Esse homem tenta livrar-se das amarras da “religião”, porque conseguiu entender, enfim, que o instinto de rebanho não passa de impulsos de uma submissão doentia e covarde. Entendeu, enfim, que o propósito da “religião” está enraizado na tendência que as crianças têm de se agrupar quando estão com medo, e de procurar uma autoridade que lhe dê sensação de segurança. Entendeu que a principal fonte da “religião” é o medo.


Não foi o Espírito Divino, mas sim a baixa auto-estima que plantou nele a semente do ideal de perfeição. Na pulsão de se assemelhar aos anjos, em sonhos, ele vê Deus lhe aparecendo de vestes brancas e compridas, mas com as feições duras e o olhar grave de seu pai.

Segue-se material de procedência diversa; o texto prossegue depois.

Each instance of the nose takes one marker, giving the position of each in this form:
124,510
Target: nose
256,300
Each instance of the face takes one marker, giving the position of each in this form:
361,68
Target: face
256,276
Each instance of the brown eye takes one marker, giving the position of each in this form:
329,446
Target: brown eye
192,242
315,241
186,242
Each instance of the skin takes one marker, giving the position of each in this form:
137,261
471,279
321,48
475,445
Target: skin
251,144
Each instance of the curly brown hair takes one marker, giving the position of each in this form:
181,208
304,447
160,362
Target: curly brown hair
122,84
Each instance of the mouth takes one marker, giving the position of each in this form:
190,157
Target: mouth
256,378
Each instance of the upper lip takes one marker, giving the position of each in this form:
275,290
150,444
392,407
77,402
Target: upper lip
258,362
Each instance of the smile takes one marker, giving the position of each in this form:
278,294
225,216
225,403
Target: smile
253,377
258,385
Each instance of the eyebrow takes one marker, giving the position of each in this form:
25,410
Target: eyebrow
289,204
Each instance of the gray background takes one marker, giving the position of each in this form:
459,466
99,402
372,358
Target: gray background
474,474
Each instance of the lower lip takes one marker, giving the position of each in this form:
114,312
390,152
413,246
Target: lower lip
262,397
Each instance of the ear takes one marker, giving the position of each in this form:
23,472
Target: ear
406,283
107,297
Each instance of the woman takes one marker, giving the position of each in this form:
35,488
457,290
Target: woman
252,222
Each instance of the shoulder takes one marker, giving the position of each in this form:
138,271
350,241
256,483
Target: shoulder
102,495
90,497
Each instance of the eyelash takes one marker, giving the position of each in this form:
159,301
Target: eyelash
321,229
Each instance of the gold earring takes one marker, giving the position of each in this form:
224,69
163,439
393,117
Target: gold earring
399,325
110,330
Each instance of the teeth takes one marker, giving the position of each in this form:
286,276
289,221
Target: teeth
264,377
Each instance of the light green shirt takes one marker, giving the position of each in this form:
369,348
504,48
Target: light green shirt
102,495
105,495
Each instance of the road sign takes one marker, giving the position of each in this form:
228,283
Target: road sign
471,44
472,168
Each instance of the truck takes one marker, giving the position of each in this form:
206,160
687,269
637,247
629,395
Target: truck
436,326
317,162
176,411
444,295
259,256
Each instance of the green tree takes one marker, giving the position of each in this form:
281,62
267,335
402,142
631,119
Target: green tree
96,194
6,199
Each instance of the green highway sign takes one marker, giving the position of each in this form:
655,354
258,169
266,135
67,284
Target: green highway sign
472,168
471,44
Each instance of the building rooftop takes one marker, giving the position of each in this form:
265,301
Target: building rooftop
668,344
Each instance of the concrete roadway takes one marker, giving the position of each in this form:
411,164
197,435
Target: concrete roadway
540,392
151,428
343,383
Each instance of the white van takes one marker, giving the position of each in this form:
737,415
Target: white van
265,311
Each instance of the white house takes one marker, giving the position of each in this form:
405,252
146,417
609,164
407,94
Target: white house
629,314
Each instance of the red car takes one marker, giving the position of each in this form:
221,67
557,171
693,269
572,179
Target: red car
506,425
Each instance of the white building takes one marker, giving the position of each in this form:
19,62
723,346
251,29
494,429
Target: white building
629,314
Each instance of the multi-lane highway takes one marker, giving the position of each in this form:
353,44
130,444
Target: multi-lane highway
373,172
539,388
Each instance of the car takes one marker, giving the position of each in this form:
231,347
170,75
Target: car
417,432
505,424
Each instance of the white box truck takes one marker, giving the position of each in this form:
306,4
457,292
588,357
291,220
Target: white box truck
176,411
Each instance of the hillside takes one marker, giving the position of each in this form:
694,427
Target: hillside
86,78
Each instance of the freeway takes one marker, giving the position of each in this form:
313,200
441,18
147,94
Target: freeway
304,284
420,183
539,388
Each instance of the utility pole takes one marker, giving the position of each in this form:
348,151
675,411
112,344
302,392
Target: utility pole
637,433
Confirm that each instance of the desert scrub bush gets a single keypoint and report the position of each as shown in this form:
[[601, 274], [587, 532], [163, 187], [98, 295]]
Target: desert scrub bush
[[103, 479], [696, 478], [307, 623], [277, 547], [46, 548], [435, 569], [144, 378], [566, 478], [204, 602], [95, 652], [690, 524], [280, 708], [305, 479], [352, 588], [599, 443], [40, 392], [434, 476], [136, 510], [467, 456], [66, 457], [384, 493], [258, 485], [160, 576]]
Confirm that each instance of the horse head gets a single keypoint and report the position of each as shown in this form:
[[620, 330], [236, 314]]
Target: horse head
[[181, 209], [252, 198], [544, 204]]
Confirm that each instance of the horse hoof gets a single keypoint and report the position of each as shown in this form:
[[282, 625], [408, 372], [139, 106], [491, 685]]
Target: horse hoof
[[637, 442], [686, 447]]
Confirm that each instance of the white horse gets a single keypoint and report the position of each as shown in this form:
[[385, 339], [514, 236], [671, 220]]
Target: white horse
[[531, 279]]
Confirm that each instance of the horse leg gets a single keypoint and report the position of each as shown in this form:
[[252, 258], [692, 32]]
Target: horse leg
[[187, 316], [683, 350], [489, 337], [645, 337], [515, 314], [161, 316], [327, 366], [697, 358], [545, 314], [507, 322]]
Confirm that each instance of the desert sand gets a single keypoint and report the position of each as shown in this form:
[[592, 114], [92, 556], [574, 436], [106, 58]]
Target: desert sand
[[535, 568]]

Em sua confusão onírica ele vê Deus e seu autoritário pai, fundidos em uma só imagem. Partindo do ser de duplo corpo ele ouve as ameaças e reprovações iguais àquelas que seu pai fazia em seus aterrorizantes sermões, depois do jantar: “Não faça, não diga, não questione, não desobedeça, não ouse pensar nada além de mim.”


Os dois pais reunidos em um, aparentemente, eliminavam a tensão indefinível reinante no coração desse homem, transformando-o numa criatura avessa, fruto do colonialismo do céu na terra


Foi na sua infância, que a ambivalência e a contradição, começaram a fazer parte intrínseca de sua relação conturbada com o pai. Às vezes encontrava abrigo na relação com ele, outras vezes sentia o peso de sua hostilidade como um abismo a lhe querer tragar.


Agora adulto, sente seu ego ainda a viver num permanente estado de dependência. A autoridade religiosa, substitutiva de seu genitor, exerce sobre ele a mesma pressão, e tal como na infância fica apreensivo em por em risco o amor de seu senhor supremo. É a espera da recompensa que o faz assumir os tormentos de uma renúncia mediada pelo medo. Vivendo entre a fé e a dúvida, esse homem nem mergulha no abismo de si mesmo, nem se abriga no seio de sua religião, pois, teme que ela considere mortíferos ou pecaminosos os instintos selvagens entranhados em sua alma.


Ele diz que o mundo imaginário já faz parte de si, por precisar dele para viver. Então, se veste com uma roupa que não é sua, e, seguindo um roteiro já traçado, ensaia com tremor um ritual de dança para aplacar a ira do seu deus.


Na solidão do seu quarto, a religião veiculada pela nostalgia do pai, às vezes, o faz cantar uma velha canção, sem saber que o seu canto era uma forma de se dirigir a Deus uma prece.